No sistema de saúde coreano, a intercambista paga 55 dólares por mês em um seguro de saúde que dá acesso a todos os hospitais por pequenos preços. Como nunca pegou Covid e nem ficou doente, nunca precisou utilizar. A população consegue os testes rápidos de graça nos postinhos de saúde e, para realizar o PCR, é necessário uma justificativa ou ter o antígeno positivo.
“Não é como o SUS, mas democratiza o acesso à saúde”, garante ela. Ainda que esteja voltando para o Brasil, a estudante acredita que nos próximos meses a situação não vá mudar muito, já que as pessoas já se acostumaram a viver em meio ao contexto pandêmico.
Pandemia na Coreia do Sul
Vizinho da Coreia do Norte, o país da Ásia Oriental tem mais de 51 milhões de habitantes. Ao longo da pandemia da Covid-19, conseguiu manter os números de casos e de mortes muito baixos, em comparação a outros países. As mortes chegaram a 24 mil, o que representa 0,13% do número de casos (18 milhões) da doença.

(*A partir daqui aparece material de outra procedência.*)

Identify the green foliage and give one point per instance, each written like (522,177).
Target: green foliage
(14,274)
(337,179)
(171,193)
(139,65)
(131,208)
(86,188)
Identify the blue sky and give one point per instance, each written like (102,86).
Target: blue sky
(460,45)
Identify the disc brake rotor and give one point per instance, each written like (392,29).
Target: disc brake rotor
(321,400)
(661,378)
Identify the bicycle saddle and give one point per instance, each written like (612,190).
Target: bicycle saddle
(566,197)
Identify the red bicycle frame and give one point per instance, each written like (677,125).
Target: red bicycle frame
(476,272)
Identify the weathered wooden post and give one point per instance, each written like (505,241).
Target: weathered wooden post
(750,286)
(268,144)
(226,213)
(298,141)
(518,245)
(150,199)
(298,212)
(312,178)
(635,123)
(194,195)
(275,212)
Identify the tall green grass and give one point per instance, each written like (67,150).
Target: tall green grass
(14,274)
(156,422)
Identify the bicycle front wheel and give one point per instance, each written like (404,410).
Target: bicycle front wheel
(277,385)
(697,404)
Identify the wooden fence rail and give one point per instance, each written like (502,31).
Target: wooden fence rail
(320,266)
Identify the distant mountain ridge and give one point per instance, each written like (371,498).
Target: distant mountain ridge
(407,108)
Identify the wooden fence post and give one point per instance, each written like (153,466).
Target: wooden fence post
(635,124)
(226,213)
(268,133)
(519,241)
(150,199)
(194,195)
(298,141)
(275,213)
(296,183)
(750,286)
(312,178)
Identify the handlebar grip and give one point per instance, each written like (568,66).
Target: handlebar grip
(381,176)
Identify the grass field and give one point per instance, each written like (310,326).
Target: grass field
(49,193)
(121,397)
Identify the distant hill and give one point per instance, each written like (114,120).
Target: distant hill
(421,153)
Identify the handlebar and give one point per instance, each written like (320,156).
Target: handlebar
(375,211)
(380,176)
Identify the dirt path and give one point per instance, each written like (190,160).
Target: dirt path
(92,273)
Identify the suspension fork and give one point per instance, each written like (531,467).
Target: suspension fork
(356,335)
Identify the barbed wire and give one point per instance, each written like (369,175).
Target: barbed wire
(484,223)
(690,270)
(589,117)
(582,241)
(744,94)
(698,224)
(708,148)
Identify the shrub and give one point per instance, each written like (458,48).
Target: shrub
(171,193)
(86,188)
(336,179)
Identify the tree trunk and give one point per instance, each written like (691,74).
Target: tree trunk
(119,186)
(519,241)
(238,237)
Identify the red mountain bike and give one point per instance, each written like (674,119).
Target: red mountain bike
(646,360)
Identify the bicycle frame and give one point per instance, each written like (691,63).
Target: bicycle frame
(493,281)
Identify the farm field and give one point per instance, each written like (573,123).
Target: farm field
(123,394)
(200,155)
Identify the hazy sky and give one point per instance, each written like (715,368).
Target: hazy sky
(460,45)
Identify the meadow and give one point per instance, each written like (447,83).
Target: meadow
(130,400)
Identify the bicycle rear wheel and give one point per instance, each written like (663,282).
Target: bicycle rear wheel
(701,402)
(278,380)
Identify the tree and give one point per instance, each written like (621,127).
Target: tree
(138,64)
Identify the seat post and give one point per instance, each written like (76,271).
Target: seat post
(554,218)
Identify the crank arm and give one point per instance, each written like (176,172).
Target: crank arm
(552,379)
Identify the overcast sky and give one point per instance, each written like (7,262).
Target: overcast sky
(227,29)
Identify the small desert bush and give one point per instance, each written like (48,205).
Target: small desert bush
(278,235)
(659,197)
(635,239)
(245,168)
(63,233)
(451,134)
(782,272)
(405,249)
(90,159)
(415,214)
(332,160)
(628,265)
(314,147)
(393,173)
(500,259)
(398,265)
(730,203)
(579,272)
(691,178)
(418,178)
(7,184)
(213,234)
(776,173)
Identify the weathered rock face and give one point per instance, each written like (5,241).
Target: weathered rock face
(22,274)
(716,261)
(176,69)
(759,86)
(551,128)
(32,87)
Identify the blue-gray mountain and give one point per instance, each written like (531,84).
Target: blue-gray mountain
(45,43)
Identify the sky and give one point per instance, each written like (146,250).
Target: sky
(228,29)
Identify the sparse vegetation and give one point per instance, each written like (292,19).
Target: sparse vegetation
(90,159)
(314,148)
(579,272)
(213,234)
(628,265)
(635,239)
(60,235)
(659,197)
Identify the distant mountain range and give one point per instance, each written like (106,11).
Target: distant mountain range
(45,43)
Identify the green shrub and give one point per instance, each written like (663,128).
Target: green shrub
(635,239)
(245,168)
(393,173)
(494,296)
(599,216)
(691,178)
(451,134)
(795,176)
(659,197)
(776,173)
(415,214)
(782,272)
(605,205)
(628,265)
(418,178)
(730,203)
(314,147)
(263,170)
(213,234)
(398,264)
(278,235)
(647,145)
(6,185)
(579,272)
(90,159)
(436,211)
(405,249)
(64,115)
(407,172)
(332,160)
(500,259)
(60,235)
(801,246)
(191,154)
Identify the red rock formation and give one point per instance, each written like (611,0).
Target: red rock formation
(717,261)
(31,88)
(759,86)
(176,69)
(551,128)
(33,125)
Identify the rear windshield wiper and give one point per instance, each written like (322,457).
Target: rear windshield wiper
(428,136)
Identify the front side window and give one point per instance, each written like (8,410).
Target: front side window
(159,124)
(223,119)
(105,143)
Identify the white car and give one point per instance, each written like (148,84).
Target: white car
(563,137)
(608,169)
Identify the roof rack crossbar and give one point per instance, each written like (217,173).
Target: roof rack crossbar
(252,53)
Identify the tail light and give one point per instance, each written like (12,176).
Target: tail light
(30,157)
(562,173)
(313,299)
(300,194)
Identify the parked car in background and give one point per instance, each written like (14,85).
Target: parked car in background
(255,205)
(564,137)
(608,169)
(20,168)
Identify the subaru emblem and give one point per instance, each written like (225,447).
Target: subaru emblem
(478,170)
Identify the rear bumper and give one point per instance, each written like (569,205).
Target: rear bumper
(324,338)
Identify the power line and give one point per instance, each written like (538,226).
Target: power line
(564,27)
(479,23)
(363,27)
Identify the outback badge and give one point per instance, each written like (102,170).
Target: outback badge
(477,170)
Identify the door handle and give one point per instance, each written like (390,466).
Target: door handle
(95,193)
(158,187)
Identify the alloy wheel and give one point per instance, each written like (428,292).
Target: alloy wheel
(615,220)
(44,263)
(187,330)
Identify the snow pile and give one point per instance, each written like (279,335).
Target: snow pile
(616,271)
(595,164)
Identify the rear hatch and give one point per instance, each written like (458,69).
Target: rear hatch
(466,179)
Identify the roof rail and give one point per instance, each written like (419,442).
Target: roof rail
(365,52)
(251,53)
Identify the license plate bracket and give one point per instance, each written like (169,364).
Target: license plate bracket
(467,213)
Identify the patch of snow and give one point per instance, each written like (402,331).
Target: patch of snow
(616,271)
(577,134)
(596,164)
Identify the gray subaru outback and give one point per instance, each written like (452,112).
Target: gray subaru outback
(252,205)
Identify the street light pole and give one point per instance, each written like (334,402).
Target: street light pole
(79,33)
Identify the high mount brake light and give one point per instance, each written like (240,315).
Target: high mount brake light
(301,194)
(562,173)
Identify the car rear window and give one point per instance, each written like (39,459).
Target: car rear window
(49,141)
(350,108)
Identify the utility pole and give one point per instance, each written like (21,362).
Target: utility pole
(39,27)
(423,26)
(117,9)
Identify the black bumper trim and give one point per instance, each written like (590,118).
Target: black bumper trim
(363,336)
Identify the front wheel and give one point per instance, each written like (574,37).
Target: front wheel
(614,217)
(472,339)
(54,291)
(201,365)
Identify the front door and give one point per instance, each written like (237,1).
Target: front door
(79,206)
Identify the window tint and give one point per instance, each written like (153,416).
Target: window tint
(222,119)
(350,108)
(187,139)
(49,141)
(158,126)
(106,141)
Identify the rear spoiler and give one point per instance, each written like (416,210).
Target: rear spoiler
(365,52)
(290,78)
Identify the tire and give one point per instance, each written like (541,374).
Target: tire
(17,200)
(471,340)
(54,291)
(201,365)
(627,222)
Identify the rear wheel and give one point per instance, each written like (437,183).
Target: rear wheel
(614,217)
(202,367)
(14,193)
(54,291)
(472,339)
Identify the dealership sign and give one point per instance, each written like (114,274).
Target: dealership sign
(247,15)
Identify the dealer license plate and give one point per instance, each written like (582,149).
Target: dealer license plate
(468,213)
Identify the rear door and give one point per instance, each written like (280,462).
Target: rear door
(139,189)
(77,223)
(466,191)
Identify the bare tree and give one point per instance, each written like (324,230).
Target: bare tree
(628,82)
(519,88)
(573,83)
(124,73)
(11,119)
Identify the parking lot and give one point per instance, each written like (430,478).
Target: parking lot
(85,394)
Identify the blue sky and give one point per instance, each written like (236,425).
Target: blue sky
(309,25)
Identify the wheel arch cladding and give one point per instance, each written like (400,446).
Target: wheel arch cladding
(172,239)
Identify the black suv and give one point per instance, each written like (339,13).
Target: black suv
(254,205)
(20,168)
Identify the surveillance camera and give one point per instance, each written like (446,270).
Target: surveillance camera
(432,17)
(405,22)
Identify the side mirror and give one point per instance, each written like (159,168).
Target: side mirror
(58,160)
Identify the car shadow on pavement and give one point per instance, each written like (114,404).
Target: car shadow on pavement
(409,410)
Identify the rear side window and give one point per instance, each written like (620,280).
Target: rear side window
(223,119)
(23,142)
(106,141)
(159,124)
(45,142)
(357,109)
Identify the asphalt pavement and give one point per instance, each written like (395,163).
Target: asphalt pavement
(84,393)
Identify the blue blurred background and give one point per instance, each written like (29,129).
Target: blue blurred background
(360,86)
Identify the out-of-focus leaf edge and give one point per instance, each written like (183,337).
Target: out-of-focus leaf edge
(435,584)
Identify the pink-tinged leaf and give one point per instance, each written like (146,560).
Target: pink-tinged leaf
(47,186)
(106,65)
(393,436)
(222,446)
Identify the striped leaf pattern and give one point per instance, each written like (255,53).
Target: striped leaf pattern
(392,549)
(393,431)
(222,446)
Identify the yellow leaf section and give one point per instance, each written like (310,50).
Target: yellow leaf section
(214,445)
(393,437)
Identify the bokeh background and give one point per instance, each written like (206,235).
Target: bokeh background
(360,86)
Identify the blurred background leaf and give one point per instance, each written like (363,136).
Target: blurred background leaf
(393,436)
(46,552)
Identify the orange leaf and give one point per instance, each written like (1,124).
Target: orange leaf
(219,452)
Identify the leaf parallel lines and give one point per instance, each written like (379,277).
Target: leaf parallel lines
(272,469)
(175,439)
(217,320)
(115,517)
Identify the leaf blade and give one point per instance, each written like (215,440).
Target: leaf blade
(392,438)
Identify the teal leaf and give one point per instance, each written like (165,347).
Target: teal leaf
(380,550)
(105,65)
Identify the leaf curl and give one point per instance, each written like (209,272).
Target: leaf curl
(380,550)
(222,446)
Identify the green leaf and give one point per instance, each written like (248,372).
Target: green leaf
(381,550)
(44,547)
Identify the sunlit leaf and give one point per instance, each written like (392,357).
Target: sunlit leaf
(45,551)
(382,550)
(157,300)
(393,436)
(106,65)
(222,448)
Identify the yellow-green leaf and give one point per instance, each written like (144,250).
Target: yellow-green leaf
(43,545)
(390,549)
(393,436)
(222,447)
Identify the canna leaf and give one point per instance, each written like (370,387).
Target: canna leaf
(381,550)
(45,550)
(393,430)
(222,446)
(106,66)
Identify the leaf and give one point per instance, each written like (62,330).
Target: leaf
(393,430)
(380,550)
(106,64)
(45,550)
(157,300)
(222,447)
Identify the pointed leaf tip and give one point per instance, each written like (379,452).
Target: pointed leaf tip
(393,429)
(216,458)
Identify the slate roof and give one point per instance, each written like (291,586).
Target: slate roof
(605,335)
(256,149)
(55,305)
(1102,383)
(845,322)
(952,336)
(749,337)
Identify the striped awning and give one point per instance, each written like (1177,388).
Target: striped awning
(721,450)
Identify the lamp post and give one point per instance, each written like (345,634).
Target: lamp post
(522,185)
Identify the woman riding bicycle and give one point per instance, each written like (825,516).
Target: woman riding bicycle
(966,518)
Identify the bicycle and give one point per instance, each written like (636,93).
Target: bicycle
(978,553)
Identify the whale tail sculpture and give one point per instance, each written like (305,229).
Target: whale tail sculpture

Desde o início, inúmeras restrições foram implementadas, assim como o uso obrigatório de máscaras. Com isso, elas se tornaram um acessório de beleza, tanto para esconder o rosto quanto para seguir o K-style, como é chamada a tendência atual da moda coreana, usando múltiplas cores e estilos.
A partir de agosto de 2021, a chegada da variante Delta assustou muito os coreanos, mas os números de casos e mortes continuaram equilibrados. O cenário de estabilidade começou a mudar em dezembro do mesmo ano, quando o número de mortes diárias por Covid-19 passou a ser maior do que 100. Mas o maior pico aconteceu mesmo em março de 2022, pela variante Ômicron.
86% da população está hoje totalmente vacinada, o que equivale a 44 milhões de pessoas. As vacinas ofertadas são: BioNTech/Pfizer, Moderna, Johnson & Johnson, Novavax, Oxford/AstraZeneca. No final do primeiro semestre de 2022, começou a vacinação em crianças.
Mesmo com medo de possíveis efeitos colaterais, os pais não tiveram muita escolha. Professores definem a vacinação em crianças como semiobrigatória, já que sem a imunização, a pessoa é excluída da sociedade coreana.